In the grand finale of the escape room, you used quantum teleportation to save Eve’s cat from Schrödinger’s box. Quantum teleportation is actually a real phenomenon that is important for quantum computing. Large scale quantum teleportation, like teleporting a cat out of a box is currently not possible. However, a quantum state can be transferred (or teleported) from one position to another, without destroying it. The simplest example is a single qubit represented with an orange circle. A qubit is basically a quantum state that is in a superposition of two base states. It cannot simply be measured and recreated somewhere else, since in a measurement, the state collapses onto one of the two base states and there is no way to retrieve the original superposition from that. Nevertheless, we want to transfer the state to another particle at the final position, represented with a white circle. Its state is currently known.

Since direct measurement and recreation is not possible, another method is used. Entangled particles are used to share this information, represented with blue circles. The blue arrows symbolise that they are entangles. Entangled particles are particles where measuring one of them immediately determines the other.

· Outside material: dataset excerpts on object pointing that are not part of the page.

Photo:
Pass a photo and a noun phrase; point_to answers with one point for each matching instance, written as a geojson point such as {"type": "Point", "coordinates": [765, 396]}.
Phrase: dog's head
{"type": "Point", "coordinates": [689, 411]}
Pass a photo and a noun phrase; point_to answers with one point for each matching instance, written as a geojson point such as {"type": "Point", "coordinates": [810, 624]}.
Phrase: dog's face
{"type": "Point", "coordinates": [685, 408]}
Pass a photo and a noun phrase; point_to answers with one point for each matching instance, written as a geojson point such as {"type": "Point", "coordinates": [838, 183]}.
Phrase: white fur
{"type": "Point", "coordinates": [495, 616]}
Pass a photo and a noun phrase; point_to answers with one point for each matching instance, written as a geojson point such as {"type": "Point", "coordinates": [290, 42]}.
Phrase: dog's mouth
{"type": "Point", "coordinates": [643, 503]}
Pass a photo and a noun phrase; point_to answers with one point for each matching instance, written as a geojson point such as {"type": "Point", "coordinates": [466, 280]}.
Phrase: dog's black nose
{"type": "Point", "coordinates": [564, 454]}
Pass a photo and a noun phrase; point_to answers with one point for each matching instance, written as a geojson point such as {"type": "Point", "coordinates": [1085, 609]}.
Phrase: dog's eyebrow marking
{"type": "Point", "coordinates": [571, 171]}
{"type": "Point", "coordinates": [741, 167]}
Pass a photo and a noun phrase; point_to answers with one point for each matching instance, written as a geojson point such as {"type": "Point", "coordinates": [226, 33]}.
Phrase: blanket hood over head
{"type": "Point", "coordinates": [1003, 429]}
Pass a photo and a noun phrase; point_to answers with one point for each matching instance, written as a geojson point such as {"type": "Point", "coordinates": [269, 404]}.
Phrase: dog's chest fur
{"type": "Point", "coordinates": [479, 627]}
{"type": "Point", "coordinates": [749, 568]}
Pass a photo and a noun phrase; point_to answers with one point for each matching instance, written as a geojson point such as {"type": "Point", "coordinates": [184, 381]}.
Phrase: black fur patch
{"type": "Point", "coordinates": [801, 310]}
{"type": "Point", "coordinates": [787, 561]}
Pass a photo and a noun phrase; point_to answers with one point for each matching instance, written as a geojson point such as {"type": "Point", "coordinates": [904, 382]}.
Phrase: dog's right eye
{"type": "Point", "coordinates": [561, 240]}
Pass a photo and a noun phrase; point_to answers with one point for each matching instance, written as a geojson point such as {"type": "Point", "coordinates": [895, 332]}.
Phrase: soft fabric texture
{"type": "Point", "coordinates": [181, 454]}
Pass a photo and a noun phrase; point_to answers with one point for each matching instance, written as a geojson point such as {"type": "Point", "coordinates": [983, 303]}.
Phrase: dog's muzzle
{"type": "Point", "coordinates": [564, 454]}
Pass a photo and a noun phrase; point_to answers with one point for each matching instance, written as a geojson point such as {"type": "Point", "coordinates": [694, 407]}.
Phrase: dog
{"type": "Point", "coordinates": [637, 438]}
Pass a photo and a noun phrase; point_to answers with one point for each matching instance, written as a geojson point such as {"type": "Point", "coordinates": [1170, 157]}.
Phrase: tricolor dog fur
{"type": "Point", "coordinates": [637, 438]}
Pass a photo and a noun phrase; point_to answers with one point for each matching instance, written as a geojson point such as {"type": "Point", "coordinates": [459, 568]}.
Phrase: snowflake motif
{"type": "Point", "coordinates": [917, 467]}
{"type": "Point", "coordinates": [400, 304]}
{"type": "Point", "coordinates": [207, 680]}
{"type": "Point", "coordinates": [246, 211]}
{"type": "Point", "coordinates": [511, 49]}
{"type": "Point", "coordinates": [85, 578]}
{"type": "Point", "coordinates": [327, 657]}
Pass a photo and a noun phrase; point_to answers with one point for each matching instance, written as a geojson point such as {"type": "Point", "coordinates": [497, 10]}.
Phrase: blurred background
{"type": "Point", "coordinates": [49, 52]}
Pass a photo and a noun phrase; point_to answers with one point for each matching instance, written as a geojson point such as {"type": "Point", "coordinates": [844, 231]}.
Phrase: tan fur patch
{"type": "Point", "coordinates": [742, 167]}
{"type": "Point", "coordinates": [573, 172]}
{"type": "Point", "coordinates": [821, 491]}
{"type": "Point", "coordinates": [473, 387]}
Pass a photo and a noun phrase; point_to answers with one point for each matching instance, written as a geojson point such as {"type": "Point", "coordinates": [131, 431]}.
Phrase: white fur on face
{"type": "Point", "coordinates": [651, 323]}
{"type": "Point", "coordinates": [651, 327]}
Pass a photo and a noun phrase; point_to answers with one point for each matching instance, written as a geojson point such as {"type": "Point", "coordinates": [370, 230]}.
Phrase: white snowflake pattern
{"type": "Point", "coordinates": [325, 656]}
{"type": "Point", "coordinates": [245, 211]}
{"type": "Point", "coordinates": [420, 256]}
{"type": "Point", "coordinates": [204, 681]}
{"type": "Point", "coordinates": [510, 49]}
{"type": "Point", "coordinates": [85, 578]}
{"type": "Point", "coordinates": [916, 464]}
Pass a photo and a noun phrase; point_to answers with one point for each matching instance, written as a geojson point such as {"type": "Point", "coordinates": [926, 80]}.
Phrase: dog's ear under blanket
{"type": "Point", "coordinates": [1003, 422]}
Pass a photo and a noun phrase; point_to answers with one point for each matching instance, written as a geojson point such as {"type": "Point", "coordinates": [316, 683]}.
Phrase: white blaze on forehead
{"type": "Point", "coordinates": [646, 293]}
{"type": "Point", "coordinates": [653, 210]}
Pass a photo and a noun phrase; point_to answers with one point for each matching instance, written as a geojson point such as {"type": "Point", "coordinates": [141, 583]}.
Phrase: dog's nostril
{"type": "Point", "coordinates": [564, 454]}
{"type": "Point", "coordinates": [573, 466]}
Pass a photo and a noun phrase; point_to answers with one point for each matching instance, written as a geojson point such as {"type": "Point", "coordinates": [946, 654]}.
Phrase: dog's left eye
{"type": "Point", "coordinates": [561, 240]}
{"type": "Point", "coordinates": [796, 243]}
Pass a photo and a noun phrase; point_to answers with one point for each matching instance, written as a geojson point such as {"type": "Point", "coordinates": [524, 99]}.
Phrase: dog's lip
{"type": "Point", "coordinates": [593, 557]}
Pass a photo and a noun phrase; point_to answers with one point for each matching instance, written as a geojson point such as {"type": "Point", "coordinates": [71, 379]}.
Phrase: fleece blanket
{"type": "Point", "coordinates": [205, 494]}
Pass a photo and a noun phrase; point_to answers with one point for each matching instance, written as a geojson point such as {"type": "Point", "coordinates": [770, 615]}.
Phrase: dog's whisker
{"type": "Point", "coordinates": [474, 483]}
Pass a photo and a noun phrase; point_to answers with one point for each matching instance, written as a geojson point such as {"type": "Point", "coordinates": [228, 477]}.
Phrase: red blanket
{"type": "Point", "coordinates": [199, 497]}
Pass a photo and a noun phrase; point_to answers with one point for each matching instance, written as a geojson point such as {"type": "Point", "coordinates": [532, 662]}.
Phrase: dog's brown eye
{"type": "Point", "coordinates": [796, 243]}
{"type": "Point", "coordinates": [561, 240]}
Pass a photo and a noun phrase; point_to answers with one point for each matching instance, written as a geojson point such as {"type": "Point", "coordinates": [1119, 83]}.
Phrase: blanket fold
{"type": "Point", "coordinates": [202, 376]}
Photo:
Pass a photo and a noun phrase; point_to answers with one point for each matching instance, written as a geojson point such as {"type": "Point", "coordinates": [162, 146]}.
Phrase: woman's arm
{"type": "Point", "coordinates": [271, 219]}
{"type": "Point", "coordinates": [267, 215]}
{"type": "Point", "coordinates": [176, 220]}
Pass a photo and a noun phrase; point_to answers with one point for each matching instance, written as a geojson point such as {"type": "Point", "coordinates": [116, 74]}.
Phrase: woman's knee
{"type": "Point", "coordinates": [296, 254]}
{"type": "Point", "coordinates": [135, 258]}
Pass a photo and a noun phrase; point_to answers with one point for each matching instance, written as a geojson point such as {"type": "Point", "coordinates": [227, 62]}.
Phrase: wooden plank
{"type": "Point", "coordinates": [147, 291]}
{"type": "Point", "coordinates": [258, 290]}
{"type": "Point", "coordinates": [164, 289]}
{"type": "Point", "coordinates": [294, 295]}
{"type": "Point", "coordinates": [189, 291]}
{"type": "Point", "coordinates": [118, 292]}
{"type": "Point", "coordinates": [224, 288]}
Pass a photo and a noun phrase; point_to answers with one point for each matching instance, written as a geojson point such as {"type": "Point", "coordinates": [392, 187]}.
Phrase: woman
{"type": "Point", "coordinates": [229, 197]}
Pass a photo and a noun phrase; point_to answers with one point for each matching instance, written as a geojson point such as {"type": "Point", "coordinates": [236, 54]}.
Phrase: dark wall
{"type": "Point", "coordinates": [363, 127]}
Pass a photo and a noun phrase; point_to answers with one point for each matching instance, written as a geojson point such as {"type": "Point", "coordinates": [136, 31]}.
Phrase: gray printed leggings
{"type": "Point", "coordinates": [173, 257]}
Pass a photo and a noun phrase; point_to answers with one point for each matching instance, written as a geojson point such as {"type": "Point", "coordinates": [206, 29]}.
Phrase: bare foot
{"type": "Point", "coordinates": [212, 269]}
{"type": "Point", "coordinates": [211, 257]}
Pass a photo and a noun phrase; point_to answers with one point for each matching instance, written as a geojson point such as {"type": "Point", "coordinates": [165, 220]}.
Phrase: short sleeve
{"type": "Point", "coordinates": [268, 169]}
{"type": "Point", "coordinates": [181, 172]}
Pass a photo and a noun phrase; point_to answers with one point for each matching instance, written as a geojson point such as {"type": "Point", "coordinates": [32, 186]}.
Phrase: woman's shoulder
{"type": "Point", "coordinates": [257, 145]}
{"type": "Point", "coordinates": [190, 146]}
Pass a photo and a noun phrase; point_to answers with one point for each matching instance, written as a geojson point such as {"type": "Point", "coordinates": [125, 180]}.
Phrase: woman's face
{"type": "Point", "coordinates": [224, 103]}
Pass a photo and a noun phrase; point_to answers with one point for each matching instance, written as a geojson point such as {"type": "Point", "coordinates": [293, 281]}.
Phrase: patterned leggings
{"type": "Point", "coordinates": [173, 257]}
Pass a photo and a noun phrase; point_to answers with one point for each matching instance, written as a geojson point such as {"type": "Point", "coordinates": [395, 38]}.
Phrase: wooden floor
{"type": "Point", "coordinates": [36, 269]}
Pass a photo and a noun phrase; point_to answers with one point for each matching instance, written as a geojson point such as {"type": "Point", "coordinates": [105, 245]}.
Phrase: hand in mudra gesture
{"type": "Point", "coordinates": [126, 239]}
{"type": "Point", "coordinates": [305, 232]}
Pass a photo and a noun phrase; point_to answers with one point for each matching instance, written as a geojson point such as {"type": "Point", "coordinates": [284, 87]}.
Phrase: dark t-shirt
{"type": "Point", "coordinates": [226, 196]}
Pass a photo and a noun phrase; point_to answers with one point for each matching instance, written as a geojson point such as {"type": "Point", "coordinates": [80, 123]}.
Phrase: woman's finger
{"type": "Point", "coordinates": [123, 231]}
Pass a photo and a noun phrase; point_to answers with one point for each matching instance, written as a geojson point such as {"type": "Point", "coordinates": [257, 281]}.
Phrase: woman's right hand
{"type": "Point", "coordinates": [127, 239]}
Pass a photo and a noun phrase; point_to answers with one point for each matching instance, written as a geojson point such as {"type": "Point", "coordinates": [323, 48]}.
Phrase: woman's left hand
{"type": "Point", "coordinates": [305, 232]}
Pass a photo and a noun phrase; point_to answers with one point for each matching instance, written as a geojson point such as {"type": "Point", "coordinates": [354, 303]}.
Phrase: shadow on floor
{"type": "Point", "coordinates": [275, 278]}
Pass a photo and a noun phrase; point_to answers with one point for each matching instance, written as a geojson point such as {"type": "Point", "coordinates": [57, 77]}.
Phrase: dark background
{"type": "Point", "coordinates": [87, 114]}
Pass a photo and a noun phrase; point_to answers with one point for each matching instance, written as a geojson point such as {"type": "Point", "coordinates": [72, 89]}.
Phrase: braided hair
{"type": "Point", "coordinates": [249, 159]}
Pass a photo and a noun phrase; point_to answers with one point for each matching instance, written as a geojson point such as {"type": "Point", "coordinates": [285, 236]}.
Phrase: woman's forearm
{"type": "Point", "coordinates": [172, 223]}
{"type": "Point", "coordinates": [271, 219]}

So, one of them is given to the original position, while the second goes to the location the state is teleported to.

Mathematically the entire set of four particles can be seen as a single entangled state. This means that certain measurements of the two particles at the original position changes the state of both particles at the final position.

A Bell measurement is then made on the set of particles in the original location. This is a measurement that collapses the total state of the four particles onto one of four possible states. The precise mathematics do not matter here, but because of the entanglement between the two particles sent to the beginning and end position, this measurement on the two particles in the beginning position changes the particle in the end position. Moreover, all four possible states in the end position are very similar to the state the original qubit had and can be transformed into the original state by a simple operation. Which operation is needed can be determined by the outcome of the Bell measurement. This information does need to be transferred from the original location to the final location, so no instantaneous travel is possible and no information travels faster than light.

The final operation needed to replicate the original qubit completely is the final turning of the knobs that freed the cat in the end. Very eagle eyed readers might have put together that this cannot actually save the cat, as the entire quantum state of the cat is teleported out of the box. the superposition of alive and dead is actually a part of that state, so this would not change with teleportation. Moreover, once she is outside, the measurement of which state she’s in occurs immediately.